Tematiche come l'accoglienza, l’integrazione e l’inclusione e soprattutto il rispetto della diversità ma anche il femminismo e la violenza sulle donne, il maschilismo, il bullismo e finanche il rispetto per l’ambiente, sono trattate con eleganza, garbo ed incisiva leggerezza mentre la messa in scena ci narra l’avventura di quattro meravigliose Sirene, che approdano sui lidi di Napoli in cerca del tritone Ares, ultimo della specie mediterranea e senza il quale le mitologiche creature rischiano l’estinzione o comunque l’abbandono delle “Acque Natie”.

Come ha dichiarato il presidente di RaiFiction, Tina Andreatta: "questo progetto meraviglioso, ambientato in un altrettanto affascinante sfondo qual è la citta di Napoli, nasce per rompere un tabù oramai acclarato della televisione italiana: quello del genere fantasy. È la prima volta da decenni che finalmente superiamo questo ostacolo, un passo davvero importante proprio perché ci si è avvicinati in passato al genere fantasy ma mai con il connubio di ambiente marino e di effetti speciali come in questo caso. È un genere del tutto nuovo ma filtrato dall'identità e dalla particolarità della nostra cultura italiana e da quella napoletana in particolare, ricchissima come poche".

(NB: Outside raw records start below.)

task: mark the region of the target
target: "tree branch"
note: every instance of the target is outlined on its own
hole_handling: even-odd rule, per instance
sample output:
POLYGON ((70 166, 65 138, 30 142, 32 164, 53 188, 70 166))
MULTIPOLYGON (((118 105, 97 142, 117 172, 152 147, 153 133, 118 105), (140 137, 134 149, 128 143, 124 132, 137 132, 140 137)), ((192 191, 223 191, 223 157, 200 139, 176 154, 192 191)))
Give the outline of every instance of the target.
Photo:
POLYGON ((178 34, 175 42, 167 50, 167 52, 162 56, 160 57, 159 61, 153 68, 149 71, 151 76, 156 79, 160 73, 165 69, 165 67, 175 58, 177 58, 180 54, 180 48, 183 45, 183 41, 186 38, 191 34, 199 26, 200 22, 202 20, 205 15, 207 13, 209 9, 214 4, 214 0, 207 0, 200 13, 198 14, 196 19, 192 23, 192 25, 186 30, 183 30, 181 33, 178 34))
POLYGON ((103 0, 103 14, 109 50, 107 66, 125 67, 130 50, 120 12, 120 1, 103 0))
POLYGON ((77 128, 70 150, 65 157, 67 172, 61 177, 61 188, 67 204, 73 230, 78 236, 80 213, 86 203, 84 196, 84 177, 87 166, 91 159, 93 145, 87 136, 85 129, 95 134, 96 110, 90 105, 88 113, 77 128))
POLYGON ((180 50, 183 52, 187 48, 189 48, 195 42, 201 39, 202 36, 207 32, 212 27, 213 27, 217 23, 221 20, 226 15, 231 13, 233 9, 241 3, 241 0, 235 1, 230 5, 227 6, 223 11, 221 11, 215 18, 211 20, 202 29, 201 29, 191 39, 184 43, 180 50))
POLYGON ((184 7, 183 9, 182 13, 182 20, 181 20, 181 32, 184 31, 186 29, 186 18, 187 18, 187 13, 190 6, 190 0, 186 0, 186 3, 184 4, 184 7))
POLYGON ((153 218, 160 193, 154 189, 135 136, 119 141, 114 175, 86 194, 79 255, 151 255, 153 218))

Oltre alle quattro Sirene protagoniste, magistralmente interpretate dalle stupende Valentina Bellè, Ornella Muti, Maria Pia Calzone, Denise Tantucci e dalla piccola Rosy Franzese, ed agli spettacolari interpreti maschili (su tutti uno straordinario Luca Argentero perfettamente a suo agio nella lingua e nella città partenopea ed il magnifico Massimiliano Gallo) la vera anima dello show è indubbiamente Napoli, la Sirena Parthenope: una metropoli magica, incantata, fatta di luci ed ombre filtrate attraverso lo sguardo prima distaccato poi affascinato delle Sirene mediterranee che la percorrono estasiate dalla grande bellezza ma soprattutto ne scoprono il romanticismo, la gioia, la profonda umanità, la passione, le lacrime e la storia (tanto della città quanto dei suoi meravigliosamente veraci abitanti). E d’altronde, diciamoci la verità: tanto noi quanto la Rai sappiamo bene che in Italia non esiste città che sia più romantica, affatata, miscellanea di Napoli, del suo golfo, dei suoi vicoli, della sua notte fatta di stelle e palazzi antichi e storia e leggenda (visto che proprio una delle più belle leggende antiche vuole che Napoli sia stata fondata dalla Sirena Parthenope).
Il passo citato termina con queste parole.